Someone, awkward and stiff, pulled me into their arms, gently brushing the small cut on my cheek.
His touch was hesitant, almost clumsy, but careful. I let myself relax, just for a moment.
Burning with fever, I felt cold all over. The warmth drew me in—I instinctively snuggled closer, finding the most comfortable spot.
His arms tightened around me, his breath slow and steady. For the first time in days, I felt safe.
The figure froze, not moving for a long time.
I could feel his heartbeat, fast and uncertain. Neither of us spoke.
In the quiet, I heard his low, almost dry whisper.
He whispered into my hair, voice low and rough. "What’s so great about Chase, anyway?"
He sounded almost vulnerable, like he was trying to play it cool but couldn’t quite pull it off.
“Whatever. I don’t care at all.”
He said it like he was trying to convince himself more than me. I almost snorted, but I was already half-asleep.
The exhaustion pulled me under, and for the first time in days, I slept soundly.
The next morning, the moment I moved, the arm around my waist tightened.

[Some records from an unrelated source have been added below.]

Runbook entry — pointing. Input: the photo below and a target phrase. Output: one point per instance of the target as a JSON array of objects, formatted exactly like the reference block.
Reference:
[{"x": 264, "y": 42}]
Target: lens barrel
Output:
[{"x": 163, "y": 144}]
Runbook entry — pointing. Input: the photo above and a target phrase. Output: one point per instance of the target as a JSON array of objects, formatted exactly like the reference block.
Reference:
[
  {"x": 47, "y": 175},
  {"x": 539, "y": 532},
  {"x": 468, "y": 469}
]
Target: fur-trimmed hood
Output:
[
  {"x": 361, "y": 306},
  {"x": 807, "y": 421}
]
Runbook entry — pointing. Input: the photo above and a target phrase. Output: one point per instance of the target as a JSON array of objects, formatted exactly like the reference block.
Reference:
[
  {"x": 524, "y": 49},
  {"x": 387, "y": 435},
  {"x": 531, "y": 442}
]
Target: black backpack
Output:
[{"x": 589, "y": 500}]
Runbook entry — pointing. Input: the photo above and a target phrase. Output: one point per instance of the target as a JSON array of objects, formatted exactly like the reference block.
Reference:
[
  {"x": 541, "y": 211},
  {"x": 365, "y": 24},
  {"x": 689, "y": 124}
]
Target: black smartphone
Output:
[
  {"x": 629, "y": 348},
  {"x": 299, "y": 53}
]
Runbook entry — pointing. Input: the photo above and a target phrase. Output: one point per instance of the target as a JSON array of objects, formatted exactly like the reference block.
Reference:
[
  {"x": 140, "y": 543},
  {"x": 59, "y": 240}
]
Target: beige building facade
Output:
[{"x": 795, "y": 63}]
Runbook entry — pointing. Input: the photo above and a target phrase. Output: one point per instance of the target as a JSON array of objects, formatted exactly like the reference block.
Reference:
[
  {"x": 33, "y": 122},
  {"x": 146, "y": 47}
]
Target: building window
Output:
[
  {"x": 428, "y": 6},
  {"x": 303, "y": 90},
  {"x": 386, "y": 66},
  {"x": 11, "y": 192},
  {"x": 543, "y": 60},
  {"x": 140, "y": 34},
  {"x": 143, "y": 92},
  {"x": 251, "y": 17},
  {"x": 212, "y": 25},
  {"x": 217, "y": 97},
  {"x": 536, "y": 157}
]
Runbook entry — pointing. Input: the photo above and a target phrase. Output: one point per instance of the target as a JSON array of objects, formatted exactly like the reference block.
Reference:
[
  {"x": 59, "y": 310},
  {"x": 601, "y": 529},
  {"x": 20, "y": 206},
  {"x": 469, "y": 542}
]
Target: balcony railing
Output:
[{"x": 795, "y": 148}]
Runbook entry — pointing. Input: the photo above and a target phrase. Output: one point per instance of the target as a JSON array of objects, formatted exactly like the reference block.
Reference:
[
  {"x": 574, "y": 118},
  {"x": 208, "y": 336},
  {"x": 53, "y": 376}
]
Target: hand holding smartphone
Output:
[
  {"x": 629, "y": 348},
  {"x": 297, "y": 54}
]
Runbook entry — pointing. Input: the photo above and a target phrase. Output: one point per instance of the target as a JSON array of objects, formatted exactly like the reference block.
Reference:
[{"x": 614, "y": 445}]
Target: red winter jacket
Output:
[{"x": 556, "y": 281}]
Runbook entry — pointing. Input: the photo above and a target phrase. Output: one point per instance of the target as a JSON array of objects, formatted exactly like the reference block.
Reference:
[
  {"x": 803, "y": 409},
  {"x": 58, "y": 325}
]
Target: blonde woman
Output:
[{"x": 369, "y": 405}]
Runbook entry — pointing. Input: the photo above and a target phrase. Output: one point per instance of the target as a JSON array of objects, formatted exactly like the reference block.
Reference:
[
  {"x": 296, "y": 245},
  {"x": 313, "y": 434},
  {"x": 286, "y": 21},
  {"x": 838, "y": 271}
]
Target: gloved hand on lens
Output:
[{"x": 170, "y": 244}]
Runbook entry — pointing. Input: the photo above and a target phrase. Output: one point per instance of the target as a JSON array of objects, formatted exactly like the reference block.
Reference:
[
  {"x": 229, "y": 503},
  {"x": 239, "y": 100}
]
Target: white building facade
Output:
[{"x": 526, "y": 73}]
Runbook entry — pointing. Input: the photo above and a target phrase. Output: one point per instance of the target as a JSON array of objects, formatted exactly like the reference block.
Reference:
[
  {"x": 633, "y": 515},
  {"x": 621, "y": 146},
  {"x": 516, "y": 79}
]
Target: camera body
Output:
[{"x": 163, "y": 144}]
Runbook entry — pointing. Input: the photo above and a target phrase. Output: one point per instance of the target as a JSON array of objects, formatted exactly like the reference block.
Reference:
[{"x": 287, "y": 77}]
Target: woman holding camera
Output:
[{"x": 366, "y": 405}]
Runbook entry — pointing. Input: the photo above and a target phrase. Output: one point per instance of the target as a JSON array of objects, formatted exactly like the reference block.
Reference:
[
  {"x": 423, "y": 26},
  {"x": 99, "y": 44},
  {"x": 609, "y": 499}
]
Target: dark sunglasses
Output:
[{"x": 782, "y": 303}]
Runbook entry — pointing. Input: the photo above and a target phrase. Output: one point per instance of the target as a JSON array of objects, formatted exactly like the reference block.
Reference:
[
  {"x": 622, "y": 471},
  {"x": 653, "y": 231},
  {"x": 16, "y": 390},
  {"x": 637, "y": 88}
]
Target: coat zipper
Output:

I blinked, disoriented, the warmth of his embrace both comforting and confusing.
The person holding me woke up too.
He stirred, breath catching, as if waking from a dream he didn’t want to end.
Noah hadn’t even opened his eyes, but he instinctively pressed his lips to my forehead.
The gesture was tender, automatic. My heart skipped a beat.
As soon as he did, we both stiffened.
The realization hit us at the same time. He jerked away, eyes wide with shock.
By the time it registered, Noah had already let go, sitting up in disbelief.
He stared at his hands, like they’d betrayed him. I watched, silent, heart aching.
His brow was furrowed tight, like he couldn’t understand his own reflexes.
He looked at me, confusion and frustration warring in his eyes.
His eyes landed on me, as if he wanted to say something.
He opened his mouth, hesitated, then closed it again. The silence between us was thick, suffocating.
I didn’t want to hear anything hurtful, so I cut him off. “You’re awake? Then go back to your own room.”
My voice was flat, emotionless. I couldn’t handle another round of pain.
His face turned cold again, practically grinding out the words: “Fine.”
He stood, fists clenched, and stormed out without another word.